- Born: Tristram Hugh Massy-Beresford 10 April 1896
- Died: 21 July 1987 (aged 91)
- Allegiance: United Kingdom
- Branch: British Army
- Service years: 5871
- Rank: Brigadier
- Unit: Rifle Brigade (The Prince Consort's Own)
- Commands: 55th Infantry Brigade (1940–1942)
- Conflicts: First World War North-West Frontier Second World War Fall of Singapore;
- Awards: Distinguished Service Order Member of the Royal Victorian Order Military Cross

= Tim Massy-Beresford =

British Army officer (1896–1987)

Brigadier Tristram Hugh "Tim" Massy-Beresford, (10 April 1896 – 21 July 1987) was a British Army officer who fought in the Second World War. He created "Massy Force", an unorthodox military unit to fight against the Japanese prior to the Fall of Singapore and to conduct a guerrilla campaign afterwards; he also led the funeral procession at the funeral of King George V.

==Military career==
Massy-Beresford was educated at Eton College before entering the Royal Military College, Sandhurst, from which he was commissioned into the Rifle Brigade (The Prince Consort's Own). He served in France during the First World War, but was wounded badly in 1915 and was not able to rejoin his regiment until 1918; he earned a Military Cross, but was wounded again when a bullet passed through his chest, killing the man behind.

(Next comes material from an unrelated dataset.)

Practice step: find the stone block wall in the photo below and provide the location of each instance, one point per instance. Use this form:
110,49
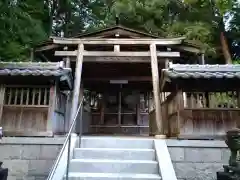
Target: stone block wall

After the end of the war, Massy-Beresford was posted to the Dardanelles during the Chanak Crisis, a confrontation between Britain and Turkey in 1920. Afterwards, he was posted to the North-West Frontier (the border between British India and Afghanistan). In 1935, Massy-Beresford led the funeral procession of King George V, marching alone, ahead of the main column. He went on to serve at the Royal Military College of Canada, before returning to Britain early in the Second World War.

Massy-Beresford was posted to Changi, Singapore, in 1942, where he was surprised by the lack of preparations that had been made for the forthcoming Japanese invasion. He assembled a force of 2,000 men from the Cambridgeshire Regiment, Suffolk Regiment, and Sikh Regiment with the intention of mounting a defence, but his plans were twice countermanded by senior officers. By the fall of Singapore, Massy-Beresford felt that he could have evacuated the majority of the civilians, collected rainwater, and put up some defence against the Japanese, but the garrison was surrendered and Massy-Beresford was taken prisoner of war and taken to Taiwan and then to Moukden in China. He was liberated by the Russians in 1945 and sent home around the Pacific. He was awarded the Distinguished Service Order for his efforts in Singapore. He was promoted to permanent brigadier in June 1948, and served as aide-de-camp to King George VI in 1948, and retired in 1949.